I learned after marrying her that she is highly strung and short-tempered. She always says rude things like, “That ticks me off,” “I’m tired” or “So annoying.” And she always looks sullen. She is also verbally abusive to our two daughters, both of whom are primary school students.
I’ve made efforts to entertain my family to meet her expectations. However, she never seems to be grateful. When I offer to help with household chores, she refuses, saying, “You’d just get in the way.”
When I try to talk with her heart-to-heart, she snaps back that I’m “not much of a man.” She even tells me, “When the children grow up, I’ll divorce you and get a ton of compensation money.”
I take this to mean she thinks I’m such a horrible husband that this is all she has to look forward to in life. This makes me feel very sad.
It’s probably due to her influence, but our older daughter has become defiant toward me. I end up seeking moral support from our kind, younger daughter.
Nevertheless, I still love my wife. I want to live with her happily somehow. How can I improve our relationship?
Dear Mr. A:
While reading your long letter complaining of your suffering, I thought it’s too cruel for you to live with such a wife. So I was surprised to read that last part: “Nevertheless, I still love my wife.”
If you really do, don’t quietly endure life under her thumb. First of all, you need to know why she is saying things like, “When the children grow up, I’ll divorce you and get a ton of compensation money.” If you leave critical matters like this alone without understanding them, the situation will simply get worse.
However, let me tell you one thing. A person in a marriage who resorts to verbal abuse wants to hurt the other partner and is not necessarily saying what’s really on his or her mind. Maybe your wife just can’t stop venting her frustration at you as you never seem to get mad about what she tells you.
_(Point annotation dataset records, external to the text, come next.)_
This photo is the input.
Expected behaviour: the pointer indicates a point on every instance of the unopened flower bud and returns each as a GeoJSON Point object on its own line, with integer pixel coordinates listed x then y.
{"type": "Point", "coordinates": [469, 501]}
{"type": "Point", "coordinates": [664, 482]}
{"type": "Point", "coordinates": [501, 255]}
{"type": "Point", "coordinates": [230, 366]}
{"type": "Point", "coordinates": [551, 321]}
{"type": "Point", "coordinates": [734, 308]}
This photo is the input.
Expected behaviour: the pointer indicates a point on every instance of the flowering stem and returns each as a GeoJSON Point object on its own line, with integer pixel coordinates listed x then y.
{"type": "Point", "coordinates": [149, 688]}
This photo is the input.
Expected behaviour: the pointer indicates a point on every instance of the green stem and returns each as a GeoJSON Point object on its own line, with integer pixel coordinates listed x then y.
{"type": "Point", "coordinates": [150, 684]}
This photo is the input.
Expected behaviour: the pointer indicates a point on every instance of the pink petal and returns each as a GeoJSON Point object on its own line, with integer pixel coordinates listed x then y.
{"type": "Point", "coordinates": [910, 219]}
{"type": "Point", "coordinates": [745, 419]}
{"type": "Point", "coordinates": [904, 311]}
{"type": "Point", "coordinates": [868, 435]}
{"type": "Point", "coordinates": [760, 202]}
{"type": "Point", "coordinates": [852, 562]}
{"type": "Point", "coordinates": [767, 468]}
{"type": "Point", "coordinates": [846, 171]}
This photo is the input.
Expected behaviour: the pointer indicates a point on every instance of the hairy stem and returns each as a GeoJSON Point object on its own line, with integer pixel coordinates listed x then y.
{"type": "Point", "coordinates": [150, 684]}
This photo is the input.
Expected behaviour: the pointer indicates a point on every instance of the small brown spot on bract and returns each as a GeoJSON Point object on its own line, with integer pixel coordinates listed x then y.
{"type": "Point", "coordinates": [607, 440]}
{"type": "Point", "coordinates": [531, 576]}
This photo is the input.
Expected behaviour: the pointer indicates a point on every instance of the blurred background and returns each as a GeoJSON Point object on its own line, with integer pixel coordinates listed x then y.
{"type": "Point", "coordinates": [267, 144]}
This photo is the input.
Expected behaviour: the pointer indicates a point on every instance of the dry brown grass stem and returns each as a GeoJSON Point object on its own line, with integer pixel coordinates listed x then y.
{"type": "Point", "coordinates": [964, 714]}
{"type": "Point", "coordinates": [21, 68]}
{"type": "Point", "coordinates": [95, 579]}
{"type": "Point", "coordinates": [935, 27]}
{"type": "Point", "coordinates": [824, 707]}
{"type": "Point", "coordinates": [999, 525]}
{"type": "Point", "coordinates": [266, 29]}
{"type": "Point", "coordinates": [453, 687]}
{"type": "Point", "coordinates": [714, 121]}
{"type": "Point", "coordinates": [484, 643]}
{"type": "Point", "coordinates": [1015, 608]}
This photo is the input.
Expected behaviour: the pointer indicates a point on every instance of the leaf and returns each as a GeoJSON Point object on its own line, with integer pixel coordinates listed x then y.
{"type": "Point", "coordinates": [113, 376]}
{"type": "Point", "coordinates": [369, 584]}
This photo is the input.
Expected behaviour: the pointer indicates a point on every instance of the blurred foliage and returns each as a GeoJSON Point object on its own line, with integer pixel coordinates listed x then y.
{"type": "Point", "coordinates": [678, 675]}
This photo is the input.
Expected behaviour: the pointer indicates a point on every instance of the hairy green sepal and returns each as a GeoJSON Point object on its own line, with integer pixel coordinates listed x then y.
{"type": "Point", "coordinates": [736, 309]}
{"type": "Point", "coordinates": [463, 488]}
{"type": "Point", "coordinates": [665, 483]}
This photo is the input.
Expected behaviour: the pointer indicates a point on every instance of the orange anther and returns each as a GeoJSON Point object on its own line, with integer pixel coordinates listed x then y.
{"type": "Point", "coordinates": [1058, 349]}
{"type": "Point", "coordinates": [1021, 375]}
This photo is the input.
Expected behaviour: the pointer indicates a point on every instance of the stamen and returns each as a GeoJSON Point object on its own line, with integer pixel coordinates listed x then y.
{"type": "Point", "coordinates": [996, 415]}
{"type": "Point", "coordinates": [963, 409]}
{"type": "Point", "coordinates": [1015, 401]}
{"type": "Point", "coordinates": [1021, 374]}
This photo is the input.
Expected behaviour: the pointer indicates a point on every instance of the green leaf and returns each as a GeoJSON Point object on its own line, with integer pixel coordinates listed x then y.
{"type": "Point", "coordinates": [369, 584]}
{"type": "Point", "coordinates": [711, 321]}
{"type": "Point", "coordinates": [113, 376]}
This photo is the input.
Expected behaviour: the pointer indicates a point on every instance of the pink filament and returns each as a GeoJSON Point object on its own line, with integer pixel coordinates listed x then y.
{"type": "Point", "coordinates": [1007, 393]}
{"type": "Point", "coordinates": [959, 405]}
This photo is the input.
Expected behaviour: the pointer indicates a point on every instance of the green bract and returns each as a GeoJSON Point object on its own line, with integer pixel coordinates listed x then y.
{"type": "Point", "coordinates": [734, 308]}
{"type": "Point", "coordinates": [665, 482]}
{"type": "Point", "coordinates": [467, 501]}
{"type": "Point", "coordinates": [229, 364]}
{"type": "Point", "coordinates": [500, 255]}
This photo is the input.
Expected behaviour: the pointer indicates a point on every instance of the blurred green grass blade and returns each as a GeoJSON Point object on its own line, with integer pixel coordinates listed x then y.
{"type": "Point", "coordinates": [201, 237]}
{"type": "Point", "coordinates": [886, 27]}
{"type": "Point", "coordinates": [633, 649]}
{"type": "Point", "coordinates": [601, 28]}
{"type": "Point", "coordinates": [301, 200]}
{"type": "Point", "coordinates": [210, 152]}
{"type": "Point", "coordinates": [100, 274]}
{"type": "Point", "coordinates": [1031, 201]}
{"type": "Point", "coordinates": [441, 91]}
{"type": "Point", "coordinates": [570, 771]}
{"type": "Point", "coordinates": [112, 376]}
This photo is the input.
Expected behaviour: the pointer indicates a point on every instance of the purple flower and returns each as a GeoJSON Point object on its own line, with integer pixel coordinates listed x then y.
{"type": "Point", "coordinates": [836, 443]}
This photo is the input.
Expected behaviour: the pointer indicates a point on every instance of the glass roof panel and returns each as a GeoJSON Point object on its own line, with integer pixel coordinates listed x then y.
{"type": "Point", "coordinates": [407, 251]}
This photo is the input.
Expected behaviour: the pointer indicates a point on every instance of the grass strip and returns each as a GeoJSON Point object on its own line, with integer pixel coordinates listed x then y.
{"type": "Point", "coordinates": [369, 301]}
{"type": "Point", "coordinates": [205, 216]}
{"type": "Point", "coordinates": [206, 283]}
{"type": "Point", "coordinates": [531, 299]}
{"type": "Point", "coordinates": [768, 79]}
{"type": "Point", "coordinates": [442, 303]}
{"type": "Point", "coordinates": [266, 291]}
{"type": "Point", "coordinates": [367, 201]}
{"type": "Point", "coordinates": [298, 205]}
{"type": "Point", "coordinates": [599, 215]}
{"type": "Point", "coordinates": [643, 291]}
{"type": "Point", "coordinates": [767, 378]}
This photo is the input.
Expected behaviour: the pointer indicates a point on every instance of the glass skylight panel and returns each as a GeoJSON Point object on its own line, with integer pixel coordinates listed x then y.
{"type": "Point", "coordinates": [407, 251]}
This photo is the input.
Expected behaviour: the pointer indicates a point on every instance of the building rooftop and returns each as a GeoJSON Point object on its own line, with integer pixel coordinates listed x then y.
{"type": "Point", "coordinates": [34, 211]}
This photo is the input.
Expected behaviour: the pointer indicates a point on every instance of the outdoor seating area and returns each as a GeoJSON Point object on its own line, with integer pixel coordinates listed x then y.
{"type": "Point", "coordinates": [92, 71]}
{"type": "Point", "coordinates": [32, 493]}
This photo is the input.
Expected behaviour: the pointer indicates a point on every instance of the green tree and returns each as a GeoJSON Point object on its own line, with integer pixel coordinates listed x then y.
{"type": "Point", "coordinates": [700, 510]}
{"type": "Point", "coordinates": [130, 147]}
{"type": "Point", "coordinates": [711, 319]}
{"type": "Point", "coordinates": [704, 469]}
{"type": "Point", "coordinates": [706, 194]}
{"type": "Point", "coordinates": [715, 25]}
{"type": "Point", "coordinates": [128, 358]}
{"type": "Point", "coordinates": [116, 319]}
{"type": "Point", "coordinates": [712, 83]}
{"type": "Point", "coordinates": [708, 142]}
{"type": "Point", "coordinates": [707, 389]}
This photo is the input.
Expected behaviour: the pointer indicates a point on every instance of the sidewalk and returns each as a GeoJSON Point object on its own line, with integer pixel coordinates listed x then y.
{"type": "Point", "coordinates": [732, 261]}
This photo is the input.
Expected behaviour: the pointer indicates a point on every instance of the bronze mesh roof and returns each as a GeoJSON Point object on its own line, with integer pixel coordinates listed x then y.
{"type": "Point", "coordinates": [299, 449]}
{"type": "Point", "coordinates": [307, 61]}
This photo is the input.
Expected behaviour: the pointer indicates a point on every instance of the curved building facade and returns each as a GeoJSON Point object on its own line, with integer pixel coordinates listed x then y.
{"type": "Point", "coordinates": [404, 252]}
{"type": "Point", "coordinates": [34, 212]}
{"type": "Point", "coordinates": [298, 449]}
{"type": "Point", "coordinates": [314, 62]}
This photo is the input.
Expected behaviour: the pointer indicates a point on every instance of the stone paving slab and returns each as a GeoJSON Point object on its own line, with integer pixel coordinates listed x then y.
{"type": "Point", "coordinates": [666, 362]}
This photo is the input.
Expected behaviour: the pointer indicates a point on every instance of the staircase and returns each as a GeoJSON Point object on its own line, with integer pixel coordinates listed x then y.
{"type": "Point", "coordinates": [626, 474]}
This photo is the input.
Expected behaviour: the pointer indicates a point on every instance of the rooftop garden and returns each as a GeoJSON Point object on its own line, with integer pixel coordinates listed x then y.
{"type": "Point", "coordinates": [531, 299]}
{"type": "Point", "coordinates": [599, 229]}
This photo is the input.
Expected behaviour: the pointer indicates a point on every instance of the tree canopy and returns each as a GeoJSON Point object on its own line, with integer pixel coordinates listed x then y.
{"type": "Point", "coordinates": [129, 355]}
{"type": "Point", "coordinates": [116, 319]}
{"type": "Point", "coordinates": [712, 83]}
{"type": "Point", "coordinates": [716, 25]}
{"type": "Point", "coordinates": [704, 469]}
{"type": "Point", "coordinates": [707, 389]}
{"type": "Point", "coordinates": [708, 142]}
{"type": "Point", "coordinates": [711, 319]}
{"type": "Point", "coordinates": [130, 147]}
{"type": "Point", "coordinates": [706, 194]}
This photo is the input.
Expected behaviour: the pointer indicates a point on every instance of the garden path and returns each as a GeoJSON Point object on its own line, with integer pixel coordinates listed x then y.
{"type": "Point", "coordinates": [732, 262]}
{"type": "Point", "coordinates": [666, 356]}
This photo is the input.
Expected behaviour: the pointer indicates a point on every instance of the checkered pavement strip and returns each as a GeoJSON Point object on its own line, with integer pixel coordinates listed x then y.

I suggest you express your opinions strongly whenever necessary, quietly listen to her complaints and take her side, and pass off trivial matters with a smile.
If you just agree that “I’m a hopeless husband” as she says, it will only further irritate her.
You need to be confident in yourself to confront her so that you can firmly say to her: “If you want to divorce me, fine. But my love for you won’t change.”